The present invention relates generally to an automotive tire pressure monitoring method and assembly and more specifically to an automotive tire pressure monitoring method and assembly with auto-location features.
Modern automotive performance relies on a plurality of individual vehicle components operating together. Although present vehicles often include new and increasingly complex components, many traditional components remain as crucial parameters in the vehicles operation. Such is the case with vehicle tire pressure. The air pressure within vehicle tires plays a vital role in tire performance and thereby effects proper vehicle operation. Interaction between a vehicle and its tires can effect handling, braking, rollover, and other operational characteristics. Excess tire pressure can negatively impact performance and may increase susceptibility to puncture. Low tire pressure can negatively impact performance, increase wear, and may generate excess heat. It is therefore common for automotive tires to be designed for operation within a range of tire pressures based on tire type, vehicle type, vehicle configuration and use, and driving conditions.

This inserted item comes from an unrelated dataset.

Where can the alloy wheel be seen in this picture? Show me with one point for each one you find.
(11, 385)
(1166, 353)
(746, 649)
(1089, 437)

In light of the role that tire pressure plays in vehicle performance, considerable desire has existed for keeping automotive tires within their preferred range of tire pressures. It is known that tires often lose air pressure during operation of the vehicle. Tire pressure is often lost gradually, making the point at which inflation pressure drops below the desired pressure range difficult to detect. Manually operated tire pressure gauges are often unreliable and inaccurate. Furthermore, the time and effort required for consumers to actively monitor their tire pressure using such manually operated gauges often renders them unused. It is therefore known that remote sensors may be placed inside the individual tires, or in communication with the valve stems, such that the tire pressure of each tire can be automatically relayed to the passenger compartment without the need of manual gauges.

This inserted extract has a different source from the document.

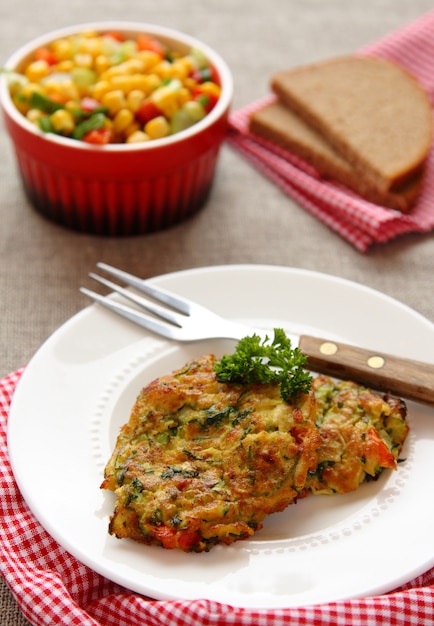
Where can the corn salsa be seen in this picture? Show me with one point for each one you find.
(108, 88)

In-vehicle tire-pressure monitoring systems often present considerable design challenges to automotive designers. Many known systems monitor tire pressures without regard to the individual identity or location of the tire whose pressure has varied from the preferred range. Thus when a tire varies in such a fashion, the operator is warned of a low tire pressure but must still utilize a manual gauge to locate and adjust the offending tire. Other systems associate a reported tire pressure with the i.d. of the sensor and therefore can provide both value and location information. These systems, however, are susceptible to commonplace automotive maintenance procedures such as tire rotation and replacement. As tire replacement or rotations are performed, the location of the pressure sensors may no longer conform to the indicated location of the tire pressure as indicated by the monitoring system.

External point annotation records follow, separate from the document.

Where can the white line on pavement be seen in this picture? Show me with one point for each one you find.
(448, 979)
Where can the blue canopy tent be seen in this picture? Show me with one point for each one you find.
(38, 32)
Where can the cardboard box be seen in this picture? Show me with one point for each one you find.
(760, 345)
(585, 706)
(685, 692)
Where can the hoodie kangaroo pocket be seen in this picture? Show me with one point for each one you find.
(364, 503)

Present approaches to accommodating the addition and rotation of tires utilize various forms of learning to determine the location of each transmitter/tire. Manual learning interfaces often require extensive customer interfaces in order to teach the receiver module the location of new or displaced sensor ids. This methodology requires undesirable customer effort and may be prone to errors. Automated learning interfaces eliminate both effort and error factors, but presently do so at the expense of undesirably added cost and weight. One approach utilizes low frequency transmitters mounted in each wheel well of the vehicle. These transmitters trigger the individual wheel mounted sensors. The receiver module is then used to associate a tire/transmitter id with a vehicle location by triggering each location and capturing the data received. This is an expensive solution and adds additional weight to the vehicle by positioning a transmitter in each wheel well.
It would therefore be highly desirable to have an automotive tire pressure monitoring assembly that eliminated the effort and error associated with manual learning interfaces. It would further be highly desirable to develop an automotive pressure monitoring assembly with that reduced the cost and weight associated with existing automated learning interfaces.